Por su parte Vicente Tirado del Olmo nos ofrece otra cara de la misma moneda: la capacidad de la mirada publicitaria de desublimar a la propia naturaleza de todos sus engranajes de extrañamiento para nivelarla con nuestros deseos. Es decir, la naturaleza ya no marca el límite de la praxis humana, ni siquiera remite a una tematización alienadora y cosificadora de la razón ilustrada. Ahora la naturaleza se muestra desmitificada y objetivada al máximo: es comprendida, dominada y conquistada por ser ya solo el fondo de contraste con el que valorar nuestros deseos consumistas.
La mirada teledirigida del spot publicitario nos anima a comprar ese coche porque con él dominaremos el paisaje, un paisaje yo en modo alguno sublime sino, más bien todo lo contrario: hiperpresente, como huella de un bello natural ya del todo –en la era de la cibercultura- indescifrable.
La estetización funciona aquí perfectamente: bajo la promesa emancipadora, el objeto del deseo redunda en una experiencia de lo real totalmente falsificada pero que nos vale para creernos que nuestro deseo está aquí listo para quedarse. Ser y querer ser, gracias a esa dromótica de la imagen libidinal con que los medios de comunicación y la publicidad de las marcas manipulan lo real, han terminado por coincidir. Eso sí, claro está, remitiendo la construcción de la realidad a los parámetros de una estetización acrítica que permita la emergencia de imágenes huecas, sin original ni copia, y donde el deseo fluya imparable por sus circuitos de distribución y exhibición.

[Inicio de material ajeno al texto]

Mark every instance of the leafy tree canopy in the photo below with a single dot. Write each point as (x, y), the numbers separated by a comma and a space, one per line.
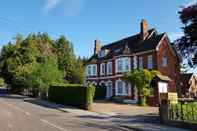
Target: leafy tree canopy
(187, 45)
(37, 61)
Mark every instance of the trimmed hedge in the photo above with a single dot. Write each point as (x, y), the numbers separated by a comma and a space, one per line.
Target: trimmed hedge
(100, 92)
(72, 95)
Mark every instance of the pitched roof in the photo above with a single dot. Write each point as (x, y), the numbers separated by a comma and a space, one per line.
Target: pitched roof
(132, 44)
(186, 77)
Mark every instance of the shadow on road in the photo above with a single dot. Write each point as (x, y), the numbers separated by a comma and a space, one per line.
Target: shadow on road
(148, 118)
(45, 104)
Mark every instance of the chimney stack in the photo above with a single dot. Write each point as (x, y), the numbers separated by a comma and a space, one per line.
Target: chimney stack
(144, 29)
(97, 46)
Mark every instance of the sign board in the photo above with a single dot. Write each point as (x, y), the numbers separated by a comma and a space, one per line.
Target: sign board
(170, 96)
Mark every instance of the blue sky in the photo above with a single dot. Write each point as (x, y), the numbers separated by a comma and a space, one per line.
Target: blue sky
(82, 21)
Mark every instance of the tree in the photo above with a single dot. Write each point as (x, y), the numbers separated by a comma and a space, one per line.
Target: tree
(187, 45)
(37, 61)
(72, 68)
(141, 79)
(44, 75)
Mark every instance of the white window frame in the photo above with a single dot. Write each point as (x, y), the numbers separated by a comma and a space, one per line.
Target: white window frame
(125, 89)
(94, 73)
(126, 62)
(102, 69)
(150, 62)
(164, 59)
(163, 87)
(90, 70)
(109, 68)
(141, 63)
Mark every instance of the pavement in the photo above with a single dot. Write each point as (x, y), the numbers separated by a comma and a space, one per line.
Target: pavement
(20, 113)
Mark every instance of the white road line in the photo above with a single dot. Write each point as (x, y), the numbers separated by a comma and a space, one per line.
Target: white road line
(53, 125)
(10, 126)
(19, 109)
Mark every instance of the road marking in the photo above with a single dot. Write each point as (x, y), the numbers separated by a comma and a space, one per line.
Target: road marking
(53, 125)
(10, 126)
(19, 109)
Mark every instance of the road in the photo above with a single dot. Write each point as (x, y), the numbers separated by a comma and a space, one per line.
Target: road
(17, 114)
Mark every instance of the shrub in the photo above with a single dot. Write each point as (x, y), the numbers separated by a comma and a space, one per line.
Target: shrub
(100, 92)
(72, 95)
(1, 82)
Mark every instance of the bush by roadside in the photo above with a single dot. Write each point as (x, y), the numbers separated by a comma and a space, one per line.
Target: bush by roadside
(1, 82)
(100, 92)
(72, 95)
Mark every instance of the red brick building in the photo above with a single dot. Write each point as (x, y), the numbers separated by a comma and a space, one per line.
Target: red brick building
(145, 50)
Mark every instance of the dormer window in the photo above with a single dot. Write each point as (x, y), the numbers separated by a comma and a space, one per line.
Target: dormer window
(164, 59)
(103, 53)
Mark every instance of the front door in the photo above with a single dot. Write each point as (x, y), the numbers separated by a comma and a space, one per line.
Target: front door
(109, 90)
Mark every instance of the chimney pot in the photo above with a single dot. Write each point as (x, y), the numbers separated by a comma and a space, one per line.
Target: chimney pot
(97, 46)
(144, 29)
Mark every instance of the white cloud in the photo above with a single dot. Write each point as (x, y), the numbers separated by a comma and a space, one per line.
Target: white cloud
(73, 7)
(70, 7)
(50, 4)
(175, 35)
(190, 3)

En definitiva por tanto, dos fotógrafos que evidencian nuestro estado perenne ya de desahucio: nuestra realidad, los mecanismos por los que nos identificamos en un “yo” y por lo que nombramos a la naturaleza como exterioridad absoluta, han claudicado ante una visión que goza de múltiples y variadas estrategias para colapsar toda experiencia de lo real. El espectáculo, el simulacro, lo fantasmático, etc: en definitiva, la imagen huera cuyo contenido apela a un deseo, el nuestro, para que lo dote de sentido y así pensemos ufanamente que sí, que éramos nosotros, benditos indocumentados, quienes lo deseábamos.